Mais il faut aussi améliorer les mécanismes de décision, dont chacun voit les limites du fait de l'unanimité. C'est pourquoi, en dépit des réticences persistantes de certains partenaires, le Gouvernement reste très attaché à l'utilisation des « clauses passerelles » prévues par les traités, de manière que, sur certains sujets, les décisions soient prises à la majorité qualifiée du Conseil et que le Parlement européen devienne co-législateur en ces matières.

Je tiens à souligner à ce sujet la qualité du rapport de la délégation à l'Union européenne, rapport qui fait le point de manière exhaustive sur l'ensemble de ces questions.

Enfin, le Conseil européen devrait confirmer l'accord trouvé voilà quelques jours sur l'élargissement de l'espace Schengen. La France se félicite de cet accord qui permettra aux nouveaux États membres de rejoindre l'espace Schengen en décembre 2007. Vous savez, mesdames, messieurs les sénateurs, que ces Etats sont très attachés à leur entrée dans cet espace, et nous-mêmes sommes attachés à ce que la frontière extérieure de l'Union soit contrôlée avec efficacité.

Sur la question de l'énergie, si l'on fait le point et que l'on se souvient de la réflexion lancée voilà à peine un an à Hampton Court, dans le cadre de la réflexion globale sur l'avenir de l'Union européenne, on mesure les pas qui ont été franchis.

À Hampton Court, les Vingt-cinq avaient décidé de mettre progressivement sur pied une véritable politique européenne de l'énergie. Depuis l'automne 2005, le différend gazier russo-ukrainien et de récents incidents de délestage ont montré la pertinence de cette décision. Cette question est désormais abordée à chaque Conseil européen.
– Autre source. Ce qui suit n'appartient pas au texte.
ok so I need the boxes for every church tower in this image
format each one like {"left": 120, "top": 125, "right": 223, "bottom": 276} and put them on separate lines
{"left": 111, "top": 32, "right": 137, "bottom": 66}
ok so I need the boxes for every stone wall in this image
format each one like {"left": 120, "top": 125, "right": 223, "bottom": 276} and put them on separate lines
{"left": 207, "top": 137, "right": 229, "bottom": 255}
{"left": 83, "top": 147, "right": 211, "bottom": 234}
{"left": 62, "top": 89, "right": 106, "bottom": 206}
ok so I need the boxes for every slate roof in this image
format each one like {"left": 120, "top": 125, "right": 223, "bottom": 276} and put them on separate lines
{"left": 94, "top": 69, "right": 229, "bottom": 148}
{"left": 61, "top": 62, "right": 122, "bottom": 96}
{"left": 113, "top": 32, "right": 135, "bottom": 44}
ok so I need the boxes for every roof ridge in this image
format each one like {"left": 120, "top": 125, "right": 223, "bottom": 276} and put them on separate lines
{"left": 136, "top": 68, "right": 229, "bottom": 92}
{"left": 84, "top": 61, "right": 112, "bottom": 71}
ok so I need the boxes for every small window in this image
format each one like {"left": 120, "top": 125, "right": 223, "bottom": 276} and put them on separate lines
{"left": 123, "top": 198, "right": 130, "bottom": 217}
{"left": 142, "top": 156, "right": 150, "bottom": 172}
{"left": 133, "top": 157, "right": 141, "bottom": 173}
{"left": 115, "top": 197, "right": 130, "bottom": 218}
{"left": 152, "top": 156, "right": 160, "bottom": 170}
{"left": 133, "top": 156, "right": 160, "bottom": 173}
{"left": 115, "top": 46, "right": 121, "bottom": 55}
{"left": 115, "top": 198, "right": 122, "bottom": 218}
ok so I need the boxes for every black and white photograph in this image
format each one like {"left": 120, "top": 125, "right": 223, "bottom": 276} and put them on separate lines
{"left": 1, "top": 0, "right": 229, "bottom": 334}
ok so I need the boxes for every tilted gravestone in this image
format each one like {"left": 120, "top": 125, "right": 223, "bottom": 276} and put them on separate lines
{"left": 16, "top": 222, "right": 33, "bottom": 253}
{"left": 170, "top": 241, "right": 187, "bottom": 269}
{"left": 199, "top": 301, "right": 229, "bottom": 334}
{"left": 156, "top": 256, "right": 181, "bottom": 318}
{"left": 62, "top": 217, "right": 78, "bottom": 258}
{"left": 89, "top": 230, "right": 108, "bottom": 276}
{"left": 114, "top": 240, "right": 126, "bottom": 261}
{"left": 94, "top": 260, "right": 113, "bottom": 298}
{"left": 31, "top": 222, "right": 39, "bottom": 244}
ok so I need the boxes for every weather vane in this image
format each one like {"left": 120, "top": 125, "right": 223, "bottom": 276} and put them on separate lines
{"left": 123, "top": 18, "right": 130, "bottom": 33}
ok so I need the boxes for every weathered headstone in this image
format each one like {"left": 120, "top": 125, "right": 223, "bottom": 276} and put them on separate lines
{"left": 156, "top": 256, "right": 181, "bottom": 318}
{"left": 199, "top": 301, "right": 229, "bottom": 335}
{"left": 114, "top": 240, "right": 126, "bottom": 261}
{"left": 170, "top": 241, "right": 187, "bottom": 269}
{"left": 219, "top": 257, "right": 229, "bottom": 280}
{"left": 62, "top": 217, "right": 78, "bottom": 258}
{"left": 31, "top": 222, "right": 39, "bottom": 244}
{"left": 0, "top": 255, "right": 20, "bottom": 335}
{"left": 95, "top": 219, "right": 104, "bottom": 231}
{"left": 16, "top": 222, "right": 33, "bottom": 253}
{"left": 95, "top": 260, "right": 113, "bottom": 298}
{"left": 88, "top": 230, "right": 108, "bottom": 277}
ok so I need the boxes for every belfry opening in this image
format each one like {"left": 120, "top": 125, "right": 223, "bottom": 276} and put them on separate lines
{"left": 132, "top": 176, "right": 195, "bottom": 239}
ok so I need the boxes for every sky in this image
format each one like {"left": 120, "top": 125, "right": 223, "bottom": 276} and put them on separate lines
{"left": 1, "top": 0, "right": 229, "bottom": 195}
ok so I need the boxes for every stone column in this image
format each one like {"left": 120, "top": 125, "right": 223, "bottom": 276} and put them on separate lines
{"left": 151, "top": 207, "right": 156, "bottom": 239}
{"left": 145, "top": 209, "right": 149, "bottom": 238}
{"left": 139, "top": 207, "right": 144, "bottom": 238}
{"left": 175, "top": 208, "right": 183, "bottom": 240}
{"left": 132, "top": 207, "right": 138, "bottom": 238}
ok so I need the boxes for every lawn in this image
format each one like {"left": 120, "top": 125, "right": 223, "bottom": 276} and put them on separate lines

Le Conseil européen de décembre fera le point sur les progrès concrets réalisés, comme le plan d'action pour l'efficacité énergétique présenté par la Commission ou la mise en place d'un réseau européen des correspondants pour la sécurité énergétique.

Au-delà de ce Conseil, la Commission présentera au début du mois de janvier son paquet énergie et l'analyse stratégique qui servira de base au plan d'action que le Conseil européen de mars 2007 adoptera. Ce sera un rendez-vous important.

Nous souhaitons que ce plan d'action permette la mise en place d'une véritable stratégie énergétique, orientée vers trois objectifs essentiels : sécurité d'approvisionnement, protection de l'environnement, compétitivité.

Sur le réchauffement climatique en particulier, le Conseil européen de décembre soulignera la nécessité d'intensifier les efforts pour réduire les émissions de gaz à effet de serre. L'objectif européen est de maintenir l'augmentation de la température mondiale à 2 degrés centigrades par rapport à son niveau préindustriel. C'est un gigantesque défi, mais c'est aussi une nécessité pour les générations futures ; il y a véritablement urgence à agir.